Рока поискал такое место в своем сознании – место, где он будет хранить свое детство, свою мать и ее ложь‑из‑любви. Я и есть всё, о чем говорят истории. Я убил своим проклятием добрейшую, самую красивую женщину в мире, и меня будут вечно сжигать в недрах горы.
Это всё, чем он теперь станет, – всё, чем он когда‑либо сможет быть, кроме как в этом местечке: неприкосновенном, безопасном и принадлежащем ей.
Меня создали боги моей матери – либо никто. Он хотел рассмеяться, но всхлипнул. Божественные дети. Война богов. Конец мира. Да будет так, он поверит.
– Осторожней с пророчествами, – прошептал он, вытирая щеки.
Он потратит жизнь, которая дана ему, на поиски этих богов, если они существуют, и плюнет в их лица. А если они слишком испугаются и никогда не покажут себя, он будет съедать по ночам их гребаных детей.
Я стану частью твоей книги, мама, но не как Эгиль, Хаки или Рупа. Я стану Омикой, великаном. Я стану монстром, который пугает маленьких девчонок. Вот что я такое. Я голыми руками залью кровью целый мир, и, когда они все поочередно будут мертвы – законотворцы, жрицы и все их слуги, – тогда я отправлюсь в посмертие и найду тебя и сделаю их королевой.
Он снова поклялся в этом вслух, Эдде, а затем, в третий и последний раз, Носсу. Он поклялся, не сводя глаз с горизонта, и по его ладоням разлилось тепло, когда он вытащил нож. Он поклялся кровью своей матери.
* * *
Но он чуть не умер на полпути к Алверелю. Он грезил наяву, переходя через небольшую замерзшую речку, и потерял равновесие, так удивившись, что едва сдержал падение и сильно ударился плечом о большой замшелый камень. Тот оцарапал его голову сбоку и сказал: «Парой дюймов выше, и я б раскроил тебе череп, тупица». Чувства Роки обострились, и сердце бешено застучало в груди. Он боялся не смерти, а неудачи.
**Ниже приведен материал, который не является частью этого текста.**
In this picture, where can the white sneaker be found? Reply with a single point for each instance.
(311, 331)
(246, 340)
Рока сел прямо и пошевелил пальцами ног. Он почувствовал что‑то неладное с ними, но не имел ни времени, ни желания снять ботинок и взглянуть. Он подозревал обморожение из‑за пребывания в колодках. Отсутствие резкой боли – дурной знак, и у него как будто нарушилось равновесие, но это неважно.
Он взял прореху размером с Бэйлу в мире, что угрожал его поглотить, и спрятал ее в свое потайное местечко. Труп в поле больше не был ею. Бэйла теперь жила в раю, ожидая сына. Или же она просто хладная мертвая плоть на земле, корм для животных, мух и червей.
Взяв с ее тела лишь прядь волос и Книгу Гальдры, он ушел прочь, устремив глаза на Северо‑Запад и горные вершины. Герои легенд всегда путешествовали туда с лошадьми или собаками, но у Роки не имелось ни тех ни других.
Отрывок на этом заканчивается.